Empétré dans dans des affaires de justice (situation de monopole aux États-Unis, guerre des brevets contre Apple), La firme passe à l’offensive. Mais à vouloir être sur tous les fronts, attentions à ne pas perdre les batailles. Son trésor de guerre lui donne certes les ressources nécessaires pour mener les batailles, mais les sociétés en face on aussi du répondant !

À force de se sentir oppressé, Google est-il devenu incontrôlable ?

C’est du moins ce que l’on entend de plus en plus quand on prend le pouls sur le web.

Pourtant son empire est bâtit sur une idée simple, un moteur de recherche, un soupçon de pub, et voilà que Google propose des services gratuits. Il y a encore 5 ans, la société était indétrônable.

Aujourd’hui, la firme s’est lancé sur plusieurs marchés concurrentiels :

  • système d’exploitation (androïd et Google Chrome OS)
  • Navigateurs (Google Chrome)
  • réseau social (Google +)
  • langage web (Dart)
  • plateforme vidéo (Youtube)
  • plateforme audio (Music)
  • plateforme de blog (Blogger)

J’en passe et des meilleurs. Mais le mérite vient sans doute du fait que Google propose tout ces services gratuitement ! C’est sa grande force.

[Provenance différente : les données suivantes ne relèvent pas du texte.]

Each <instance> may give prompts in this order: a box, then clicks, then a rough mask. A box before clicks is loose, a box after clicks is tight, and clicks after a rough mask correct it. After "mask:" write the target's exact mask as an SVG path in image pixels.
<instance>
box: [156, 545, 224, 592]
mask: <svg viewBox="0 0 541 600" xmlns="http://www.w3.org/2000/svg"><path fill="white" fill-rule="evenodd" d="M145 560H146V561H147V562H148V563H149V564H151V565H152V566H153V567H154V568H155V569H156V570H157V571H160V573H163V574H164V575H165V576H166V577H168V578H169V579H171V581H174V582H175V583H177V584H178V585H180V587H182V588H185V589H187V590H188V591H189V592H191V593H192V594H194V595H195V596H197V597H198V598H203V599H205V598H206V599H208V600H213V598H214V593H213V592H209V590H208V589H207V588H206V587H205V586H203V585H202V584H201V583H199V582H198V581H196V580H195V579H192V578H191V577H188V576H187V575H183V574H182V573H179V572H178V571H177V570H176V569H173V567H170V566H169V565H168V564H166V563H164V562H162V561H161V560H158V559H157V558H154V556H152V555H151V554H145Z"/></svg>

En contre-partie, Google est souvent pointé du doigt par les autorité de régulation du marché sur sa position dominante, notamment vis-à-vis de son moteur de recherche qui est fréquenté par 9 internautes sur 10 (en France) par exemple.

Google fait donc ce qui lui plaît. Et c’est là que Google devient incontrôlable. Google décide pour lui. Youtube passe outre certains droits (au grand dame des maisons de disque), le moteur de recherche change régulièrement d’algorithme (au grand dam des webmarketeux), sans compter les fervents batailleurs pour le respect de la vie privée qui hurlent après Google + et sans doute Google chrome OS et même le moteur de recherche est visé. Je n’épargne pas non plus Dart, le javascript-killer, un énième langage web…

Avec une telle part de marché et sa position dominante, la firme est attaquée car sa position créée des envieux, Apple, Facebook et Microsoft en tête. Nous assistons depuis 2 – 3 ans à une lutte de place acharnée : iOS, iCloud, Bing, Windows, Facebook, etc. Tous les coups sont permis à grands coups de dollars.

Pourtant, je me demande vraiment si c’est Google qui est devenu si incontrôlable que ça, ou si c’est les politiciens qui manquent de volonté pour réguler le marché ? Ou dois-je aussi parler des autres firmes concurrentes cité ci-avant ?

Il y a sans doute un peu des trois. Google se sent attaqué, les autres sociétés se liguent contre le géant du web, tandis que les autorités et les gouvernants se sentent impuissants mais profitent tout de même du système de lobbying.

Je me permet même la réflexion, que serait le web sans Google ?

Je vois personnellement un web fractionné avec de nombreux services payants.

Et sans Google, qui serait en position de monopole aujourd’hui ? Apple ? Microsoft ? Yahoo ?

Google a apporté la gratuité avec le modèle de la pub. Certes, un modèle où la pub est désormais omniprésente, mais on peut poster une vidéo et la regarder partout dans le monde, on peut envoyer un email, tenir un agenda, etc…

Cependant, je ne tiens pas à me faire l’avocat du diable, j’apporte donc un deuxième point de vue. Car il est certain que Google a apporté beaucoup de service au web. Mais depuis toujours il existe un autre modèle qui représente l’alternative, je veux parler du libre. Et oui, que serait devenu Google sans le libre ? Androïd est basé sur linux, Google chrome aussi.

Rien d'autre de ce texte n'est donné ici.